金委員長の年内ソウル訪問 実現するか?

文在寅大統領は、主要20カ国・地域(G20)首脳会議が開かれたアルゼンチンのブエノスアイレスでトランプ大統領と首脳会談を行い、「非核化に向けた動きに弾みをつける」との認識で一致しました。
アメリカと北韓は、1回目の米朝首脳会談が開かれて以降は、実質的な非核化と制裁の緩和をめぐって神経戦を展開していて、非核化交渉は目立った進展がありませんでした。
非核化をめぐる交渉が停滞する中、これまで米朝間の仲裁役を果たしてきた文在寅大統領としては、何らかの突破口を探す必要があり、その方法として 米朝首脳会談に先立って金正恩国務委員長のソウル訪問を進めることにしたもようです。
そして、今回の韓米首脳会談で、このことをトランプ大統領に説明し、了承を得た形となりました。

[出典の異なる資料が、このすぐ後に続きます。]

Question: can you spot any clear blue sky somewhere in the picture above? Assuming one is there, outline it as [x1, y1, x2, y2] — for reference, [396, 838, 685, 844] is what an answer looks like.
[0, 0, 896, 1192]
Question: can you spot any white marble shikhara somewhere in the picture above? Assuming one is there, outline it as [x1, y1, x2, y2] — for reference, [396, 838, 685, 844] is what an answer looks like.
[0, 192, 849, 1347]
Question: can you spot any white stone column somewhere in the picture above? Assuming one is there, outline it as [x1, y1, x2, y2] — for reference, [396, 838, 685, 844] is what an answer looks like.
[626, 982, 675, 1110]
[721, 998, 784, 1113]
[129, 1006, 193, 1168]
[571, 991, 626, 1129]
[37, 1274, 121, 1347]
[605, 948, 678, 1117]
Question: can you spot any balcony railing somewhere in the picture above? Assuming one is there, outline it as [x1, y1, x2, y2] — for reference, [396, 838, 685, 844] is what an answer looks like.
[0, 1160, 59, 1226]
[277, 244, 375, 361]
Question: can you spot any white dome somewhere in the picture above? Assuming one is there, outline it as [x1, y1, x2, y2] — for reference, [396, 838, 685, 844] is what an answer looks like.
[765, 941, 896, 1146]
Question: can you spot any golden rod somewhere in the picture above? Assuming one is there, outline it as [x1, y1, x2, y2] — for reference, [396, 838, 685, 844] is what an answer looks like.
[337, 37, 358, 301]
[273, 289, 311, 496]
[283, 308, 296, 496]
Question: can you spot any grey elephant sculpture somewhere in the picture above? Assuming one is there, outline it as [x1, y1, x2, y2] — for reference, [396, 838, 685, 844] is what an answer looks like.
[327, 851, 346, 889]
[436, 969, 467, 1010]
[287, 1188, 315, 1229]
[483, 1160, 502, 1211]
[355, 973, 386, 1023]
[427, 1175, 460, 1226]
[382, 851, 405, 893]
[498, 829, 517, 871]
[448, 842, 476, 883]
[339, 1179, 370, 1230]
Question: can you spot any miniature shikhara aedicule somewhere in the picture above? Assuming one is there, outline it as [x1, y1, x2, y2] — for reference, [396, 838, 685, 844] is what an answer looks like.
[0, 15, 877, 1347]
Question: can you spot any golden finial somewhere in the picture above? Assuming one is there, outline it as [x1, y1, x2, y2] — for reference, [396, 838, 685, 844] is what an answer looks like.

米朝首脳会談に先立って金正恩委員長のソウル訪問が実現するのは難しいというのが一般的な観測でしたが、今回の米朝首脳会談でトランプ大統領から了承を得ただけでなく、金委員長に伝えてほしいメッセージも受け取ったことから、金委員長の年内のソウル訪問が実現するかどうか関心が集まっています。
ただ、問題なのは、金正恩委員長の決断です。
11月末のメディアの報道によりますと、南北はソウルで3日間の日程で首脳会談を開催することでほぼ合意し、時期としては12月の14日、あるいは15日から金正恩委員長がソウルを訪問する方向で調整が進んでいるとされていました。
しかし、今のところ大統領府青瓦台は具体的な時期については言及を避けています。
米朝の非核化交渉が進展しない状況では南北関係の進展も難しいということを知っているからです。
史上初めて北韓の最高指導者がソウルを訪問することになれば、南北関係改善に向けた破格の合意などの成果が必要ですが、合意したにしてもアメリカの同意なければ合意を実行に移すのは難しいのが現状です。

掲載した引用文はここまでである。